From the perspective of game outcomes, the predictive capability of model-based player performance
metrics, such as regularised adjusted plus-minus (RAPM), is limited. The bivariate model formulation can
improve this aspect, mimicking the standard solutions used to predict match outcomes in other sports, such
as soccer, and typically based on a more standardised scoring metric. The development of the proposed
model includes two main steps. First, separate models are developed for home and away teams’ scores,
with each equation affected by the interplay of offensive and defensive players’ contributions, as in the
RAPM model formulation. Second, the play-by-play data are aggregated over evenly spaced intervals, called
rounds, to reduce data heterogeneity. This solution requires that, for each round, the presence of players on
the field is evaluated by considering their usage percentage rather than classical indicator variables.

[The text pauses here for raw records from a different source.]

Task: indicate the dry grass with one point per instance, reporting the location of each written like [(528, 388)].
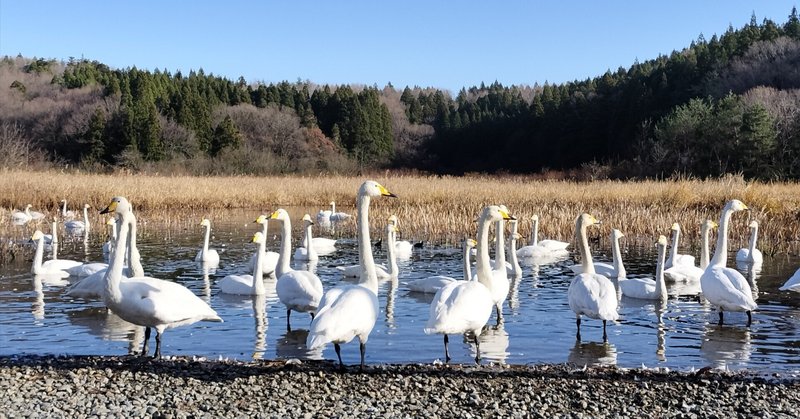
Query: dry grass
[(436, 209)]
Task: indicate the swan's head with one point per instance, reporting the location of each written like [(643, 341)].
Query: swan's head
[(258, 238), (736, 205), (586, 220), (279, 214), (118, 205), (372, 188)]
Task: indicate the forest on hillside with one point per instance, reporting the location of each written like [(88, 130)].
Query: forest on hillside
[(728, 104)]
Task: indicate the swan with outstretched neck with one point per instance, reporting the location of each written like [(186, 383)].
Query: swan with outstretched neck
[(465, 306), (591, 294), (145, 301), (350, 311), (725, 287)]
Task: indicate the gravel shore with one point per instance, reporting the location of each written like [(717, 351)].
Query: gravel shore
[(78, 387)]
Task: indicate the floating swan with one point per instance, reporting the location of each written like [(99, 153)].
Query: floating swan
[(307, 251), (298, 290), (465, 306), (674, 257), (77, 227), (648, 288), (751, 254), (270, 259), (725, 287), (793, 283), (432, 284), (145, 301), (350, 311), (589, 293), (51, 267), (206, 255), (248, 284)]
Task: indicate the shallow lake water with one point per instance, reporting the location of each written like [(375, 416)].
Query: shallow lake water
[(539, 327)]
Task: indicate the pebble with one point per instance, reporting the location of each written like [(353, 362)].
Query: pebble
[(50, 386)]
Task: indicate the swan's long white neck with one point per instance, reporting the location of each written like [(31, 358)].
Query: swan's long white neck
[(583, 244), (467, 265), (482, 264), (286, 248), (617, 257), (721, 252), (369, 277), (391, 239), (500, 246), (258, 271), (704, 247), (661, 285), (111, 292)]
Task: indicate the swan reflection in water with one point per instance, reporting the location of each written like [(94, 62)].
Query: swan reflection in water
[(724, 346), (592, 353)]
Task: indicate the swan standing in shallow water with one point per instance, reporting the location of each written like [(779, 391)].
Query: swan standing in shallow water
[(589, 293), (647, 288), (247, 284), (751, 254), (725, 287), (466, 306), (206, 255), (269, 260), (350, 311), (432, 284), (145, 301), (298, 290)]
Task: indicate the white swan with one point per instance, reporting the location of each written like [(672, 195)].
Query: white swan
[(298, 290), (145, 301), (66, 214), (307, 251), (674, 257), (648, 288), (77, 227), (589, 293), (432, 284), (269, 259), (793, 283), (248, 284), (725, 287), (514, 269), (56, 267), (403, 249), (615, 269), (751, 254), (465, 306), (206, 255), (350, 311)]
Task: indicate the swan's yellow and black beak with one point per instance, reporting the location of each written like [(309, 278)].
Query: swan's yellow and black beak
[(385, 192), (110, 208)]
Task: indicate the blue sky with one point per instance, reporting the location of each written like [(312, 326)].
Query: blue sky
[(442, 44)]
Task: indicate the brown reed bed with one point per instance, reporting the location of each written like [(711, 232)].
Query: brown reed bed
[(432, 208)]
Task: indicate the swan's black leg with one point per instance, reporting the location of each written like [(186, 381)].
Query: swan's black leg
[(446, 351), (339, 354), (363, 348), (158, 345), (145, 349)]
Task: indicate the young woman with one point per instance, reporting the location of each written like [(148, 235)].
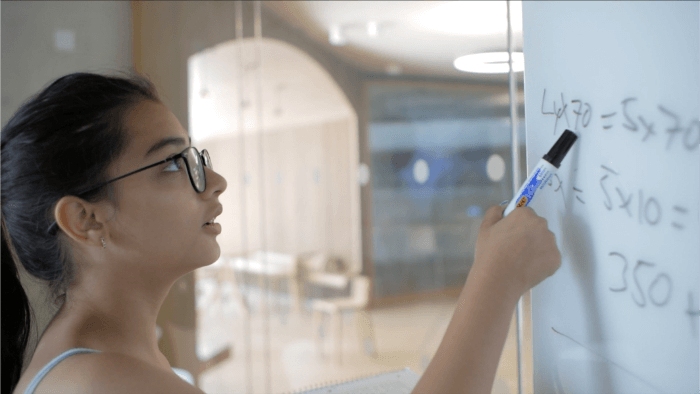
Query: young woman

We show that this last modification only slightly affects the results of the original RAPM model but simplifies
the bivariate generalisation, making it more usable. The formulated model can accommodate various
distributions depending on the rounds’ length. The research compares solutions based on Poisson, over- or
under-dispersed Poisson, and Gaussian distributions, including their zero-inflated versions if needed. All
models are estimated using a Bayesian approach.
NBA data from the 2022-2023 season is analysed to assess the proposal. The findings suggest that bivariate
RAPM models benefit from the advantages of model-based approaches regarding player performance,
and they can be used to characterise the game’s flow better and predict the outcomes of game periods.
Notwithstanding, the analyses show that the predictive capability, determined by comparing observed and
estimated results of the rounds, is inadequate. Conversely, a superior outcome was obtained by aggregating
rounds across games. The models have been evaluated considering different criteria: accuracy and positive
and negative predictive values.
***
58